PHILOSOPHICAL MAGAZINE, cilt.96, ss.31-44, 2016 (SCI İndekslerine Giren Dergi) identifier identifier

  • Cilt numarası: 96 Konu: 1
  • Basım Tarihi: 2016
  • Doi Numarası: 10.1080/14786435.2015.1120898
  • Dergi Adı: PHILOSOPHICAL MAGAZINE
  • Sayfa Sayıları: ss.31-44

Özet

We report the microstructural and magnetic properties of transition (3d) and rare earth (4f) metal substituted into the A(x):Zn1-xO (A=Mn, Gd and Mn/Gd) nanocrystal samples synthesized by solgel method. The structural properties and morphology of all samples have been analysed using X-ray diffraction (XRD) method and scanning electron microscopy. The impurity phase in the XRD patterns for all samples is not seen, except (Mn/Gd):ZnO sample where a very weak secondary phase of Gd2O3 is observed. Due to the large mismatch of the ionic radii between Mn2+ and Gd3+ ions, the strain inside the matrix increases, unlike the crystallite size decreases with the substitution of Mn and Gd into ZnO system. A couple of additional vibration modes due to the dopant have been observed in Raman spectrum. The magnetic properties have been studied by vibrating sample magnetometer.

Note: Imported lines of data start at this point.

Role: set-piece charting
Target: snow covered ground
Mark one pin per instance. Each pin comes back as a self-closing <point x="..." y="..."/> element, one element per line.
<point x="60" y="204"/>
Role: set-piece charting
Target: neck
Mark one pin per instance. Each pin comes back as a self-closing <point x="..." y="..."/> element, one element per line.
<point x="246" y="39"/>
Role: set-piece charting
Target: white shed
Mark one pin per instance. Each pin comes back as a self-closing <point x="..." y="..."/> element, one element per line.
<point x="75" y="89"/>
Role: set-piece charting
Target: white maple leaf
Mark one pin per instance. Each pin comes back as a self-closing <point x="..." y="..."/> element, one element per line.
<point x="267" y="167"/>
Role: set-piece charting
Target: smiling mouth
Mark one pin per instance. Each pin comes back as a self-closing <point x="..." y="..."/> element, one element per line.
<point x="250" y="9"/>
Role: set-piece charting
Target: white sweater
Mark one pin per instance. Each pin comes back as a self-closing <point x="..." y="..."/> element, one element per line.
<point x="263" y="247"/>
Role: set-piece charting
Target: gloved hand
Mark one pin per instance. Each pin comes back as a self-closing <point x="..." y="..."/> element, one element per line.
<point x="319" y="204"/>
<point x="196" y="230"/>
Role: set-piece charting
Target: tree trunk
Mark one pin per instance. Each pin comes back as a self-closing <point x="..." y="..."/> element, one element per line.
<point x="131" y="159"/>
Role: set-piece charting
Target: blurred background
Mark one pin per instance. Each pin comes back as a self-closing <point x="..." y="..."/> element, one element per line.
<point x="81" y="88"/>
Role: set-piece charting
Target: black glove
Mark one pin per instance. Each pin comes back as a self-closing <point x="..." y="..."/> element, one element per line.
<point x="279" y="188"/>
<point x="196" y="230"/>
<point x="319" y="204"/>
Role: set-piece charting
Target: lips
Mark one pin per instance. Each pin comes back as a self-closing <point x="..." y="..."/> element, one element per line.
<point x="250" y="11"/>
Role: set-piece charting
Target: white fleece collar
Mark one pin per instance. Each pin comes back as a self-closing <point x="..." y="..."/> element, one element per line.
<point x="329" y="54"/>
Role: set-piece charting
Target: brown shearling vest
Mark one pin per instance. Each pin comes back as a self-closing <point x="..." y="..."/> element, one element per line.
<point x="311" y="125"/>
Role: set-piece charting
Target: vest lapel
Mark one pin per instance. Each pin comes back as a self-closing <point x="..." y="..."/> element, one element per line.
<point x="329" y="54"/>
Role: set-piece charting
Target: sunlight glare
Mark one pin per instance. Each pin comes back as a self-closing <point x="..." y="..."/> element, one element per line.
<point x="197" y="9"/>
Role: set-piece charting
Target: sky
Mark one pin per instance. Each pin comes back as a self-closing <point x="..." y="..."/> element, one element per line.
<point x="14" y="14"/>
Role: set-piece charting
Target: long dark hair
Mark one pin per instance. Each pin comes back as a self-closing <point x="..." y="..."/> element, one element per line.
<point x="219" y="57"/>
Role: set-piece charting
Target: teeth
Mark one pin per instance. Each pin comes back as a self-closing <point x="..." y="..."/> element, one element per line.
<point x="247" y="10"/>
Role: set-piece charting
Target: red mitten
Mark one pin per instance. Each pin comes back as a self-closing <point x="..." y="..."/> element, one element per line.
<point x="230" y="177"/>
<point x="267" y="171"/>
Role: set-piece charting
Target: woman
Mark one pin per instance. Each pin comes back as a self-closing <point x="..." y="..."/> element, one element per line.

The magnetic hysteresis shows that Mn:ZnO and Gd:ZnO have soft ferromagnetic (FM) behaviour, whereas (Mn/Gd):ZnO has strong FM behaviour at room temperature (RT). The enhancement of ferromagnetism (FM) in (Mn/Gd):ZnO sample might be related to short-range FM coupling between Mn2+ and Gd3+ ions via defects potential and/or strain-induced FM coupling due to the expansion lattice by doping. The experimental results indicate that RTFM can be achieved by co-substitution of 3d and 4f metals in ZnO which can be used in spintronics applications.